It’s not a binary choice between planning and spontaneity so much as a spectrum, and there are advantages and disadvantages to writing in either way.
If you’ve got a very complex plot it can be easy to lose your way, even with planning. On the other hand, if you’ve got a simpler, single focus approach (such as Sir Edric) then spontaneity is easier to handle. Making stuff up as you go along can seem to save time (on planning) but it can also mean you spend more time redrafting (it’s important to get the storyline right first time, because correcting that takes ages. Improving writing quality or adding/cutting scenes is relatively simple, provided scene changes don’t alter the storyline).
The real advantage of spontaneity is that you can bring things out of left field, and instead of writing (even loosely) to a plan you’re writing in a more natural, less mechanical way.
Temple was the most spontaneous book I’ve ever written. I knew the premise and the final scene, and just about everything in between was made up as I went along (here and there I had vague ideas, but no more than that). This led to a not necessarily efficient or even use of time. Excepting one scene added later, I wrote chapter three in an afternoon. Chapter four took me something like a month (I massively rewrote it twice, completely changing the personality of one ‘guest’ character, and altering the identity of the second twice). That said, The Tower of Uz-Talrak remains one of my favourite chapters, and is proof that, even if you’re very dissatisfied with your initial attempt, redrafting can make a huge difference. If the basic storyline works, everything else can be polished after the first draft.
Journey to Altmortis was more planned. I had a brief outline of each chapter, using bold and underlining to ensure I had sufficient points of excitement and plot development (or both) throughout. Whilst I did deviate from the plan, particularly adding more scenes after the first draft, the finished story is very similar to the plan.

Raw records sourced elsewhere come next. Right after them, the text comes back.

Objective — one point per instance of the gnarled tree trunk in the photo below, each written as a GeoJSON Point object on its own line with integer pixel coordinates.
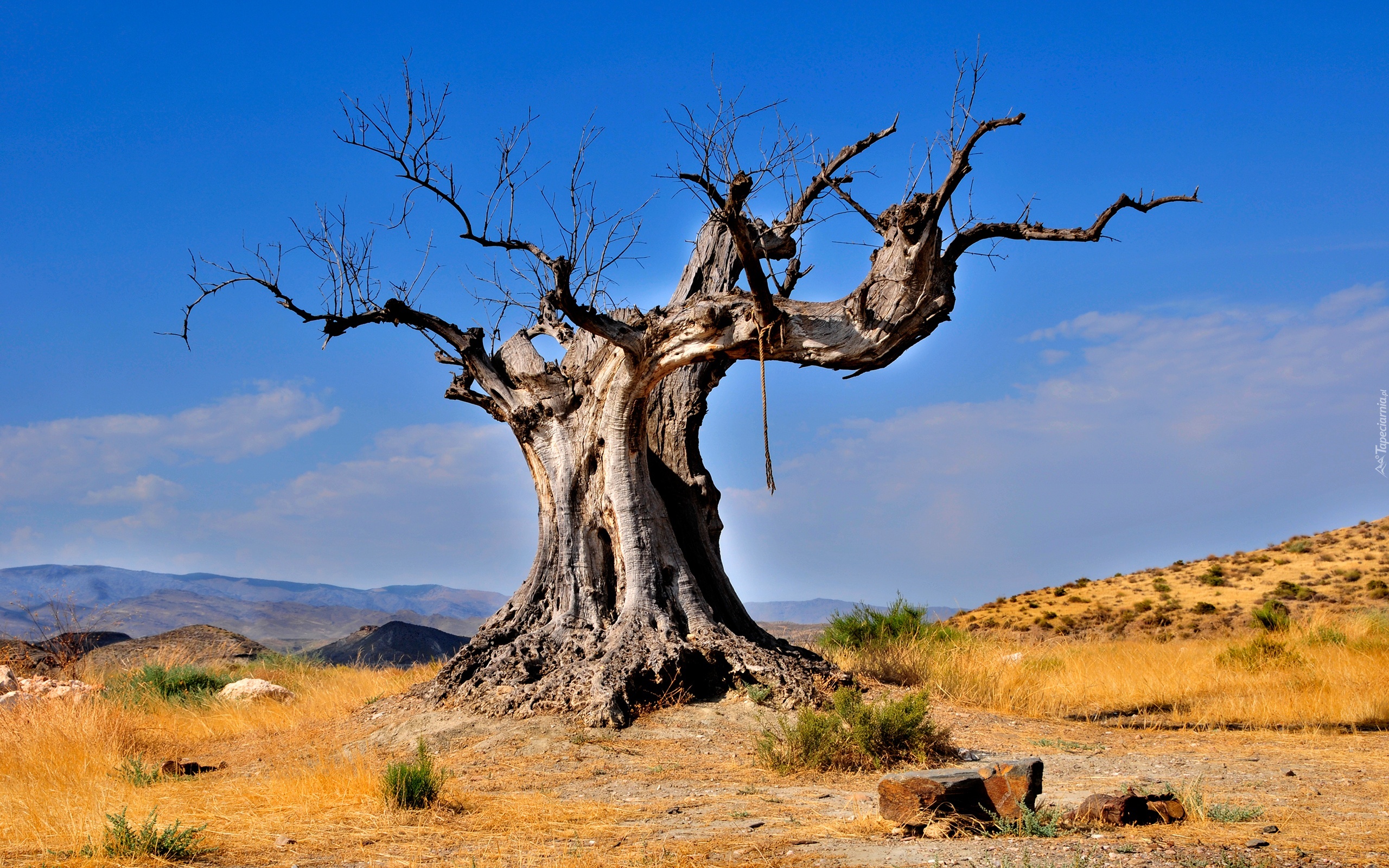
{"type": "Point", "coordinates": [627, 599]}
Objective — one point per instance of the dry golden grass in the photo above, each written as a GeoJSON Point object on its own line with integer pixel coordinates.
{"type": "Point", "coordinates": [1335, 573]}
{"type": "Point", "coordinates": [59, 762]}
{"type": "Point", "coordinates": [1330, 671]}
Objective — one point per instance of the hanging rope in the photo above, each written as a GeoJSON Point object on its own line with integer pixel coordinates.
{"type": "Point", "coordinates": [767, 443]}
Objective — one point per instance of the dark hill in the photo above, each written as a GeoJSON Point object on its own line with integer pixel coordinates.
{"type": "Point", "coordinates": [199, 645]}
{"type": "Point", "coordinates": [392, 645]}
{"type": "Point", "coordinates": [96, 586]}
{"type": "Point", "coordinates": [77, 645]}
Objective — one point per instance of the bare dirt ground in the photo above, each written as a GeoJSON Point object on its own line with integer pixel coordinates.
{"type": "Point", "coordinates": [681, 788]}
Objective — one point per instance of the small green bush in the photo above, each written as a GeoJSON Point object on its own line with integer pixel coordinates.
{"type": "Point", "coordinates": [1260, 653]}
{"type": "Point", "coordinates": [413, 785]}
{"type": "Point", "coordinates": [173, 684]}
{"type": "Point", "coordinates": [1288, 591]}
{"type": "Point", "coordinates": [863, 627]}
{"type": "Point", "coordinates": [853, 735]}
{"type": "Point", "coordinates": [1273, 616]}
{"type": "Point", "coordinates": [759, 693]}
{"type": "Point", "coordinates": [173, 844]}
{"type": "Point", "coordinates": [1031, 824]}
{"type": "Point", "coordinates": [134, 771]}
{"type": "Point", "coordinates": [1233, 813]}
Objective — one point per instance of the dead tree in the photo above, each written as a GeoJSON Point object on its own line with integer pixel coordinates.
{"type": "Point", "coordinates": [627, 598]}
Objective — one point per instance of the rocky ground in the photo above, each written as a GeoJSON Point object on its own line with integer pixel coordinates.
{"type": "Point", "coordinates": [683, 781]}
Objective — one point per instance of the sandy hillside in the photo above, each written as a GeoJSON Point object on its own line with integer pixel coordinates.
{"type": "Point", "coordinates": [1333, 573]}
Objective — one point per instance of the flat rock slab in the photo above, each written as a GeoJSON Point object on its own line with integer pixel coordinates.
{"type": "Point", "coordinates": [1129, 810]}
{"type": "Point", "coordinates": [999, 789]}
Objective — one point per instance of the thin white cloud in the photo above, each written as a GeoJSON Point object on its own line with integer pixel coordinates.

Kingdom Asunder (not yet released) is the first part of a trilogy, and presented a new challenge for me in that it has to work by itself, but also as part one of three. So, the end had to be both a conclusion, and open-ended enough for more story to occur. It reminded me of the first corner in an F1 race (you can’t win the race at the first corner, but you can definitely lose it).
I think it’s important not to nail everything down, and not to ignore a good idea that springs to mind because it wasn’t in The Master Plan. In Sir Edric’s Kingdom (not yet released), one chapter ended up being enormous, so I cut it into two. Likewise, one chapter’s pacing seemed a bit off, so I added a small scene which ended up including a reasonably significant character who made subsequent appearances in several chapters.
At the same time, knowing where you’re going enables you to write in such a way that can foreshadow future events, or exacerbate tragedy/comedy when you come to the climax. In short: it helps avoid the hell that is deus ex machina.
Temple was the most enjoyable book I’ve ever written, but the process was so slow and haphazard I can’t write like that for stories of any real size. A little planning, for me, does a lot to speed up the writing, and a plan can always be deviated from (or occasionally ignored). It’s very much a subjective matter, though, with no one rule that fits all writers.